L’été 2026 a également mis en lumière un sujet encore peu connu dans le secteur : le recours possible à l’activité partielle en cas de canicule(4). Le Gouvernement a récemment confirmé que les entreprises pouvaient solliciter ce dispositif lorsque leur activité est directement affectée par une vigilance orange ou rouge et qu’aucune autre solution n’est possible. Concrètement, cela pourrait concerner certaines activités de marbrerie ou des interventions extérieures rendues impossibles par les restrictions imposées localement.

Pendant la période d’activité partielle, les employeurs doivent régler à leurs salariés, pour chaque heure non travaillée, une indemnité au moins égale à 60 % de leur rémunération horaire brute prise en compte selon une certaine limite et, en contrepartie, l’État verse aux employeurs, pour chaque heure non travaillée par leurs salariés, une allocation d’activité partielle. La demande d’activité partielle doit être effectuée auprès de la Direction Départementale de l’Emploi, du Travail et des Solidarités (DDETS) dans les 30 jours à compter du placement des salariés en activité partielle.

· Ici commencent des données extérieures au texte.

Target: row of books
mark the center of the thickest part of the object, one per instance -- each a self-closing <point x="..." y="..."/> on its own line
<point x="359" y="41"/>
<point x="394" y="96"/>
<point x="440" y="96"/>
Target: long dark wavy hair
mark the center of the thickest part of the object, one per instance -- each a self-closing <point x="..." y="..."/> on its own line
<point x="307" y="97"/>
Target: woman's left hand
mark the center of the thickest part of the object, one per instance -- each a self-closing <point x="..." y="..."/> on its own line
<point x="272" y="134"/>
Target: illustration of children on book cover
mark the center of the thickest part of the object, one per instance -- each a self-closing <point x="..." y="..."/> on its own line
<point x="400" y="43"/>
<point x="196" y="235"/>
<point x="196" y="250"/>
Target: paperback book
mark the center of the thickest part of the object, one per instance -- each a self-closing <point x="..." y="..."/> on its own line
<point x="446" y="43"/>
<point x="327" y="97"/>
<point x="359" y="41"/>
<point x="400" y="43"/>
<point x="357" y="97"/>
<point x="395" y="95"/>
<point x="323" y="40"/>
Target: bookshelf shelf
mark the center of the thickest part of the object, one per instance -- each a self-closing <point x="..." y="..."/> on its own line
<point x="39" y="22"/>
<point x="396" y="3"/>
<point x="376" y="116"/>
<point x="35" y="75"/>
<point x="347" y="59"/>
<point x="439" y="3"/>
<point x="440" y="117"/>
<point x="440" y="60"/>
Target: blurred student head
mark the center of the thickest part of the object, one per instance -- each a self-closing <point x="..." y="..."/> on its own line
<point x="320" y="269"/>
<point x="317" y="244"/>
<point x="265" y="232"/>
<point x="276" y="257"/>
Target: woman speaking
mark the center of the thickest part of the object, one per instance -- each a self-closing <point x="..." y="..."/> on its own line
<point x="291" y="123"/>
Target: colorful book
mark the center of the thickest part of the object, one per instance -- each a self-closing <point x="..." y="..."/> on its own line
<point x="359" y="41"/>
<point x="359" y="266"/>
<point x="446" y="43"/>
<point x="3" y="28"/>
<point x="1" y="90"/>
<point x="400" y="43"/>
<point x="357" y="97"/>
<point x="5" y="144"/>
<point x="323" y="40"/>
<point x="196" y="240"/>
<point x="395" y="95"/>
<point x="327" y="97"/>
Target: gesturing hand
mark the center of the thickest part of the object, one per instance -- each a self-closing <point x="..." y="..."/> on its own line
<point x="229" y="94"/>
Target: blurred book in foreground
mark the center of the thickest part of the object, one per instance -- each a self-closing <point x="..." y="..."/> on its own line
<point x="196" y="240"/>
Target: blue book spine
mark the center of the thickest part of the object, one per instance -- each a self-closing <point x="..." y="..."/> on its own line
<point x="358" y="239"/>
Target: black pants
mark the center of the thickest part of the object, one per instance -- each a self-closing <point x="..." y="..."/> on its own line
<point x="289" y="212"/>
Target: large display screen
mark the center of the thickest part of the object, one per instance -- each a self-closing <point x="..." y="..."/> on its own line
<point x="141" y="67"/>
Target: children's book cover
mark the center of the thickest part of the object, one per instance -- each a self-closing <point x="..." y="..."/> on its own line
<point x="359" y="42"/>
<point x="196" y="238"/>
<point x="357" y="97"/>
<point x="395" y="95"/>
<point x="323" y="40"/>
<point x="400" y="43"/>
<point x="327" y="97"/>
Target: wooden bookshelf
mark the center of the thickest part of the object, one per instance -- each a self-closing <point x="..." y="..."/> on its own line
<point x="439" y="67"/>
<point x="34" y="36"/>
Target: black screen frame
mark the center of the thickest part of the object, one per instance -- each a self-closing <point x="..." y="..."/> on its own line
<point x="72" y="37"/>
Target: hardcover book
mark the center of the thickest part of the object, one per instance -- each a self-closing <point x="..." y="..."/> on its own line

La mesure reste très encadrée et suppose que l’employeur démontre avoir déjà mobilisé toutes les solutions alternatives disponibles. Mais elle témoigne d’une évolution plus profonde : le risque climatique entre progressivement dans les paramètres habituels de gestion des entreprises.

Préparer les prochaines crises

L’un des principaux enseignements de cet été réside sans doute dans la qualité du dialogue qui s’est instauré entre les professionnels et les pouvoirs publics. Les remontées de terrain ont permis d’identifier rapidement les difficultés, d’essayer d’ajuster certains dispositifs réglementaires et peut-être d’éviter des situations plus critiques encore.

Un retour d’expérience approfondi sera désormais nécessaire

Professionnels du funéraire, collectivités, établissements de santé, EHPAD, services de l’État et organisations représentatives auront tout intérêt à analyser ensemble les enseignements de cette crise afin d’améliorer encore la prise en charge des défunts et l’accompagnement des familles lors de futurs épisodes climatiques. Car une chose est désormais certaine : ces phénomènes sont appelés à se multiplier.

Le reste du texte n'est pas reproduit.